Future Apple Watch bands could house electrical and data contacts, allowing more potential functionalities such as replaceable power sources or external sensors outside the wearable itself.
According to a new report from Apple Insider, the Cupertino company has been granted a patent by the US Patent and Trademark Office for a potential function called “Accessory Contacts”:
In a patent granted to Apple by the US Patent and Trademark Office on Tuesday for “Accessory Contacts,” the company suggests a solution could be found in the form of contacts embedded within the connector used to affix bands to the Apple Watch.
According to the filing, the system would be somewhat reminiscent of the existing method of connectivity for Apple Watch bands, with a section that slides in from a side and is held in place using spring-loaded pins that pop into recesses within the Apple Watch body. A button can be pressed to pull the pin sections back, allowing the band connector to slide out.

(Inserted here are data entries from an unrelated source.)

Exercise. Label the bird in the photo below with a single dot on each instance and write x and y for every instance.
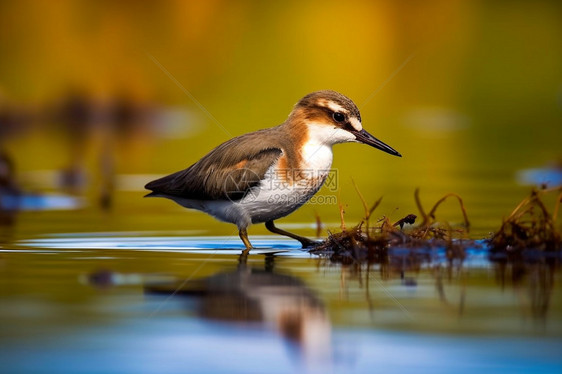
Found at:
(265, 175)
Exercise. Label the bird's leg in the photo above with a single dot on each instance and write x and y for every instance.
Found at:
(244, 236)
(306, 243)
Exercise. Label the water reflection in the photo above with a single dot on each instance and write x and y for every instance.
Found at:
(250, 296)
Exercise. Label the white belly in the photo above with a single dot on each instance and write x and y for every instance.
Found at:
(275, 198)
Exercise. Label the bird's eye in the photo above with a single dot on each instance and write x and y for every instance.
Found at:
(338, 117)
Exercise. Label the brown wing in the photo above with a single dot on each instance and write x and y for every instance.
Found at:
(227, 172)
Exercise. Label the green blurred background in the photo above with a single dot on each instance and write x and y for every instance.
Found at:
(470, 92)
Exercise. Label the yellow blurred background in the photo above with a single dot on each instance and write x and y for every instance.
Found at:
(470, 92)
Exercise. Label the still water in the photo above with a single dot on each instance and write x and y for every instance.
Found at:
(124, 301)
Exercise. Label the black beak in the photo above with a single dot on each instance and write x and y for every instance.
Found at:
(366, 138)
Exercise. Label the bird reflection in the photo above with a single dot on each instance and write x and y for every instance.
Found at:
(280, 302)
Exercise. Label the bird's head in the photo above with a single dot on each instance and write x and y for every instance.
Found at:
(333, 118)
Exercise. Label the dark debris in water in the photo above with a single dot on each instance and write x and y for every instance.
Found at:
(372, 243)
(529, 229)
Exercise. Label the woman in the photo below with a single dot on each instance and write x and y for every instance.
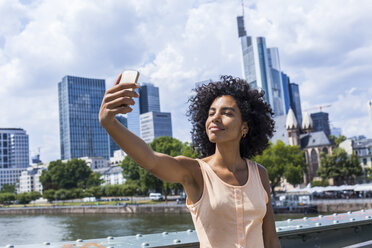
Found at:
(228, 195)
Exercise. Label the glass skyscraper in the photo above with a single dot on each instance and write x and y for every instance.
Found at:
(149, 98)
(295, 101)
(14, 154)
(81, 134)
(261, 68)
(153, 123)
(133, 117)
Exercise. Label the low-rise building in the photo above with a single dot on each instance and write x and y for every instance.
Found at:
(95, 163)
(30, 179)
(360, 146)
(119, 156)
(111, 175)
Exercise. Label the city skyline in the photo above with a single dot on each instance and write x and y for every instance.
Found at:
(175, 46)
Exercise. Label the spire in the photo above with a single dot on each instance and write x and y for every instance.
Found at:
(243, 8)
(307, 122)
(291, 122)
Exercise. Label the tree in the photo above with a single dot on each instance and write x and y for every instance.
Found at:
(340, 167)
(72, 174)
(283, 160)
(338, 140)
(27, 197)
(49, 194)
(6, 198)
(146, 180)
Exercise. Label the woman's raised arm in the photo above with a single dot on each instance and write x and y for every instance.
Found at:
(117, 100)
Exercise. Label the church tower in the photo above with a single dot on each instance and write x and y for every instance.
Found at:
(292, 129)
(307, 124)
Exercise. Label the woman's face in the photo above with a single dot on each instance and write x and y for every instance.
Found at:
(224, 123)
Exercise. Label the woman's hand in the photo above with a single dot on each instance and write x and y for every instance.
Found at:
(117, 100)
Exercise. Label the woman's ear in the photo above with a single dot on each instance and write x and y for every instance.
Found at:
(245, 128)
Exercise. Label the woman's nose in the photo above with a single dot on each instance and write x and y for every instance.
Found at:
(216, 117)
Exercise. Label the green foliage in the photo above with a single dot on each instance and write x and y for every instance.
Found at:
(8, 188)
(368, 173)
(322, 183)
(339, 166)
(27, 197)
(146, 181)
(63, 194)
(72, 174)
(283, 160)
(338, 140)
(6, 198)
(49, 194)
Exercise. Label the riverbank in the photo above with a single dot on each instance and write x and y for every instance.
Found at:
(101, 209)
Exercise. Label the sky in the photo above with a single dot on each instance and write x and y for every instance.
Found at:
(324, 47)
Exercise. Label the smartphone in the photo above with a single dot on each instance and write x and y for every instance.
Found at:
(129, 76)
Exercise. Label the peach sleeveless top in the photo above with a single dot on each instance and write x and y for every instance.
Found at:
(230, 216)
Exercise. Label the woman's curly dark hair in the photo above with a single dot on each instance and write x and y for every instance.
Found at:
(255, 111)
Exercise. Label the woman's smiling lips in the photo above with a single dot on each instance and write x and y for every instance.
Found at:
(215, 128)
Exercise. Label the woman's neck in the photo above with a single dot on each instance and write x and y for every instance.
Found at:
(228, 156)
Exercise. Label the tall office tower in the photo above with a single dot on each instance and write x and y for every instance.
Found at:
(81, 134)
(295, 101)
(370, 112)
(133, 118)
(113, 146)
(149, 98)
(261, 68)
(321, 122)
(14, 154)
(287, 96)
(155, 124)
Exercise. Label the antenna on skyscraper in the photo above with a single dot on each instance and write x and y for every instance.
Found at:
(243, 8)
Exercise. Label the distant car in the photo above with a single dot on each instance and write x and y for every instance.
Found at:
(156, 197)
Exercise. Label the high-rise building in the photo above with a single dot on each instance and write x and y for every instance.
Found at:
(133, 118)
(14, 154)
(155, 124)
(261, 68)
(30, 179)
(321, 122)
(81, 134)
(370, 112)
(295, 101)
(113, 146)
(149, 98)
(286, 93)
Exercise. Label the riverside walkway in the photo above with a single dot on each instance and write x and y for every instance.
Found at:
(351, 229)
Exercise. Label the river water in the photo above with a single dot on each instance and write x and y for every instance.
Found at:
(33, 229)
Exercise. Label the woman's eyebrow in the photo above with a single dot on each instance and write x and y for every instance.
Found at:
(228, 108)
(223, 109)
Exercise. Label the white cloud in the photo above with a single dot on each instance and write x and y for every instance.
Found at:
(324, 47)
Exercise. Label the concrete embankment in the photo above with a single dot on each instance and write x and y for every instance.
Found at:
(337, 206)
(326, 206)
(129, 209)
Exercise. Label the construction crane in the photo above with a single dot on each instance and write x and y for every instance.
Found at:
(320, 107)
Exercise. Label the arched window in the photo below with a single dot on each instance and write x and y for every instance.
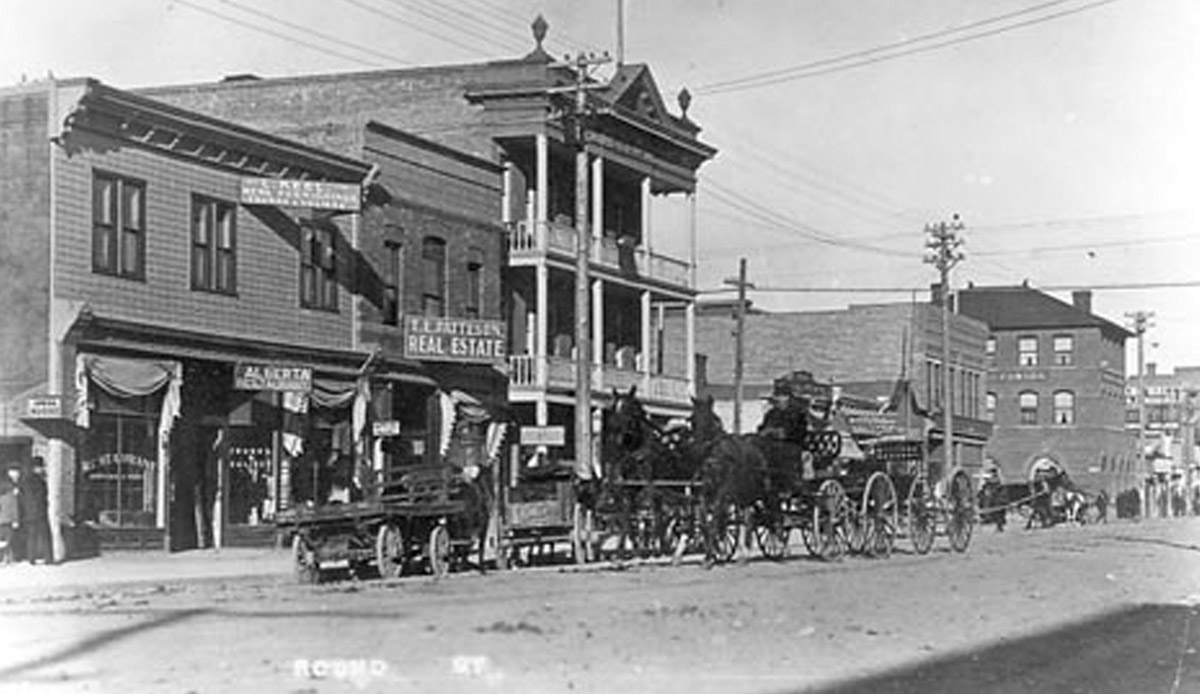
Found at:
(1029, 404)
(433, 276)
(1065, 407)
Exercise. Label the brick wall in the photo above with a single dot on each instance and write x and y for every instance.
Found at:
(24, 237)
(268, 301)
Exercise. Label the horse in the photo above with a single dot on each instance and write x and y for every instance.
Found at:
(745, 476)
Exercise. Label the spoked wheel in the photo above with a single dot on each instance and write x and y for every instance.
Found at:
(720, 537)
(877, 518)
(922, 516)
(307, 568)
(390, 551)
(831, 514)
(439, 551)
(773, 536)
(961, 512)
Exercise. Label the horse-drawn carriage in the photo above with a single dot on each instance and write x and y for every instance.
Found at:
(799, 472)
(1050, 498)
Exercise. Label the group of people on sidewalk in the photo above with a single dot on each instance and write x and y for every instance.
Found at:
(24, 520)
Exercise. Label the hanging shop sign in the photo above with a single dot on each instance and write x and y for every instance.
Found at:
(468, 340)
(43, 407)
(543, 436)
(297, 193)
(271, 376)
(385, 428)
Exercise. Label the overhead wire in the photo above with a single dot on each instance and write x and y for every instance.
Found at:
(303, 29)
(849, 61)
(280, 35)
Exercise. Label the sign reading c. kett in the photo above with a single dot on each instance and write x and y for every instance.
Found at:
(455, 340)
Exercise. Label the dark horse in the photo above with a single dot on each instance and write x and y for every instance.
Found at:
(643, 466)
(747, 476)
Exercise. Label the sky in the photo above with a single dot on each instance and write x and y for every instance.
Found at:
(1066, 135)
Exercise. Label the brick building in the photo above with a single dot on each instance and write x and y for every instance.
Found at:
(863, 350)
(1055, 387)
(640, 156)
(192, 343)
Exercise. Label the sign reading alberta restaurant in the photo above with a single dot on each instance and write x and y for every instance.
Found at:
(455, 340)
(295, 193)
(271, 376)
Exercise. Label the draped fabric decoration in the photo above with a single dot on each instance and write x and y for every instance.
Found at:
(295, 407)
(135, 378)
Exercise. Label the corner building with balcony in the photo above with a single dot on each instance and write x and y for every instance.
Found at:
(640, 201)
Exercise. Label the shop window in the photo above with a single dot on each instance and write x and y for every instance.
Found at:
(318, 269)
(118, 470)
(433, 279)
(1027, 351)
(1029, 405)
(214, 245)
(474, 283)
(1063, 350)
(118, 226)
(1065, 407)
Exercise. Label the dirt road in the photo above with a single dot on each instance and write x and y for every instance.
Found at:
(1108, 609)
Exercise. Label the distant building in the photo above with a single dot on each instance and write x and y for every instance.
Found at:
(863, 351)
(1055, 387)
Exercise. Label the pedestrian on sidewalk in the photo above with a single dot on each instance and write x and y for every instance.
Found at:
(31, 506)
(9, 519)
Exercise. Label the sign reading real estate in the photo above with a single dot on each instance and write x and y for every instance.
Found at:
(271, 376)
(455, 340)
(544, 435)
(297, 193)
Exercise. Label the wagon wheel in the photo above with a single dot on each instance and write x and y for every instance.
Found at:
(720, 537)
(390, 551)
(922, 518)
(439, 551)
(879, 516)
(307, 568)
(831, 514)
(960, 513)
(773, 536)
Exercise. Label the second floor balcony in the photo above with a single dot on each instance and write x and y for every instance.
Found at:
(612, 255)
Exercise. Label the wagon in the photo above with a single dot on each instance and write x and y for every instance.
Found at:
(421, 516)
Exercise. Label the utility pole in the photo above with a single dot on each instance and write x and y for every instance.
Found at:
(739, 315)
(1140, 322)
(943, 245)
(576, 131)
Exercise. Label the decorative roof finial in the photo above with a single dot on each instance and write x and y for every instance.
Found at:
(539, 30)
(684, 101)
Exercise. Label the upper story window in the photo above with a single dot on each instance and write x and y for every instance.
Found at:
(214, 245)
(1027, 351)
(393, 291)
(118, 226)
(1029, 405)
(433, 276)
(1063, 350)
(1063, 407)
(473, 307)
(318, 268)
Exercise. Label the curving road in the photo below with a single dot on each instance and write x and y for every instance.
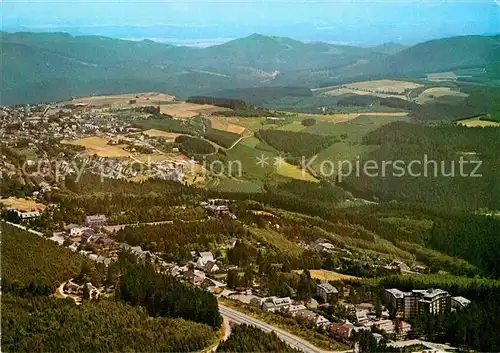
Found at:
(294, 341)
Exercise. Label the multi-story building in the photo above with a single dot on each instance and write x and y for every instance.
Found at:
(326, 291)
(410, 304)
(434, 301)
(97, 220)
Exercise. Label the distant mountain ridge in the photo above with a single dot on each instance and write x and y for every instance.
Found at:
(54, 66)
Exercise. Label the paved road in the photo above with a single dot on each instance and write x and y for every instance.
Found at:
(294, 341)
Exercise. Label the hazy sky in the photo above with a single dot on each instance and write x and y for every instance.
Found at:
(356, 21)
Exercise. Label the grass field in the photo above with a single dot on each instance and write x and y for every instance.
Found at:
(473, 122)
(294, 126)
(22, 204)
(355, 128)
(161, 133)
(99, 146)
(432, 93)
(235, 185)
(384, 86)
(226, 124)
(293, 172)
(379, 88)
(121, 100)
(325, 275)
(277, 240)
(188, 110)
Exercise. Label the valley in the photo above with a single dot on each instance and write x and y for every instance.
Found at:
(264, 194)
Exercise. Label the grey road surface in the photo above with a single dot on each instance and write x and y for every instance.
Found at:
(294, 341)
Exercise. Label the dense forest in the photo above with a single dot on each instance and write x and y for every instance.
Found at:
(238, 106)
(219, 102)
(166, 296)
(474, 326)
(180, 237)
(447, 157)
(193, 145)
(32, 265)
(222, 138)
(45, 324)
(246, 338)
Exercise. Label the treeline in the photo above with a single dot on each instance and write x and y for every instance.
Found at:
(32, 265)
(297, 144)
(178, 238)
(445, 171)
(44, 324)
(218, 102)
(168, 123)
(194, 145)
(220, 137)
(357, 100)
(473, 238)
(262, 95)
(475, 326)
(245, 338)
(238, 106)
(166, 296)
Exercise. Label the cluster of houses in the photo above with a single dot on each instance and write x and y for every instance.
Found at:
(40, 124)
(81, 291)
(218, 208)
(286, 305)
(410, 304)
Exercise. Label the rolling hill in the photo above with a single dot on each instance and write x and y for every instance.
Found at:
(39, 67)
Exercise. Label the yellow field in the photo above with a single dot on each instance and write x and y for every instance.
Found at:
(161, 133)
(22, 204)
(99, 146)
(119, 100)
(225, 124)
(325, 275)
(476, 122)
(381, 86)
(291, 171)
(436, 92)
(188, 110)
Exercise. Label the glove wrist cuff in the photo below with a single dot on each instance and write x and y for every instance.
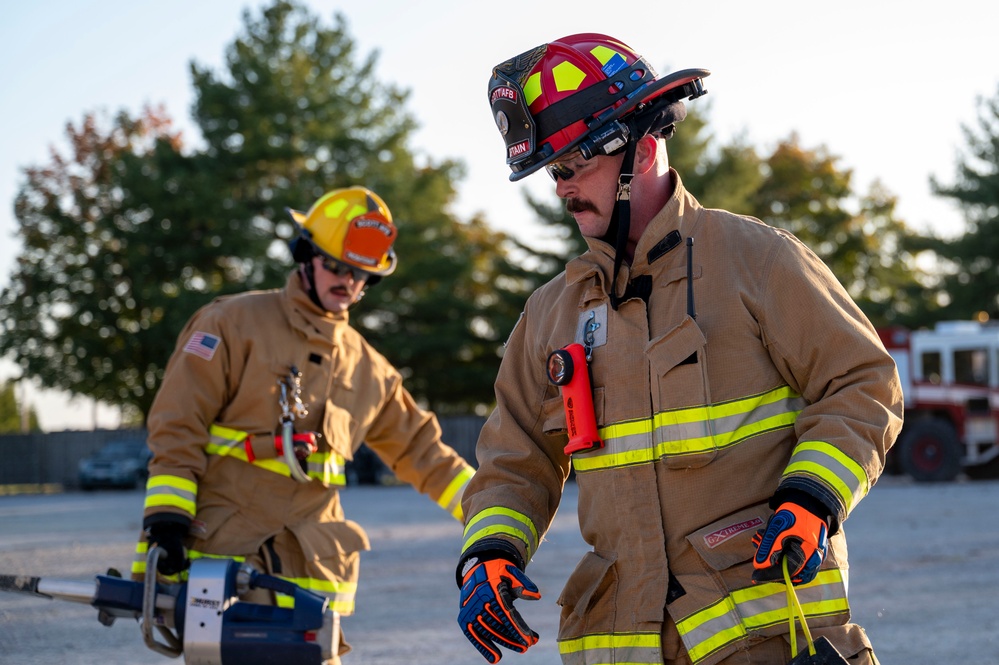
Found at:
(488, 549)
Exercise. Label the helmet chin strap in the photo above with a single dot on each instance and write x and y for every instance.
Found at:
(621, 219)
(309, 274)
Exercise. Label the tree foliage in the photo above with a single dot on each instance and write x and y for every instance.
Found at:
(13, 417)
(970, 282)
(127, 235)
(97, 277)
(805, 191)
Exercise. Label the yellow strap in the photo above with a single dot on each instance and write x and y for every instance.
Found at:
(794, 610)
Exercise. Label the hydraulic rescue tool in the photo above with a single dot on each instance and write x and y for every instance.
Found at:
(203, 618)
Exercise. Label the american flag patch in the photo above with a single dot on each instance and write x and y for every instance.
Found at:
(202, 345)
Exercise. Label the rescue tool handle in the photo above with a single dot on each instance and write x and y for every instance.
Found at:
(568, 369)
(294, 466)
(174, 647)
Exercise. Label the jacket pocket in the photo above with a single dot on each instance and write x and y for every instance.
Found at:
(592, 581)
(683, 434)
(729, 541)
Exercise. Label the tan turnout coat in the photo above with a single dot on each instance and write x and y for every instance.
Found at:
(770, 377)
(216, 392)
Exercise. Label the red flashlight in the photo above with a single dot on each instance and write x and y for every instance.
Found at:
(567, 369)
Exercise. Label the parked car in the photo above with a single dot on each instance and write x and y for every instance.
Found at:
(123, 463)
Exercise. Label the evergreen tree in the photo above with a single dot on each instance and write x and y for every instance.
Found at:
(970, 284)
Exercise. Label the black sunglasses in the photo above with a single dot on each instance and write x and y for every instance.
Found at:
(559, 169)
(341, 269)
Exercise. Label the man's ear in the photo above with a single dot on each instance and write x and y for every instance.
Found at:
(646, 151)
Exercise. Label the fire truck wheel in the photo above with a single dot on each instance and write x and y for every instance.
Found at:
(929, 451)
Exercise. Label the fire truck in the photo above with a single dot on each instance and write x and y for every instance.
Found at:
(950, 384)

The pins would potentially function as a way electrical contacts could be made, not just as a point of anchoring. “Connections from components on the band could be led to each pin, which springs up and presses against an internal contact in the Apple Watch body’s recesses as part of the locking mechanism,” explains the report.
According to the report, this button would enable a user to control whether or not the connection is made through a “sled” that holds the pins. This function could also take the form of a kind of sliding switch that would keep the mechanism in either a sprung or retracted state.
“This form of system can also allow for a plurality of pins to be raised into the Apple Watch’s body, both to increase how secure the band is in the device itself, and to offer more electrical connections,” explains Apple Insider. “This can enable, for example, one pair to handle power exchanges, while another could deal with data transfers.”
This isn’t the first time Apple has considered the possibility of adding hardware to the Apple Watch band. The company filed a patent earlier this year for an Apple Watch band-based camera.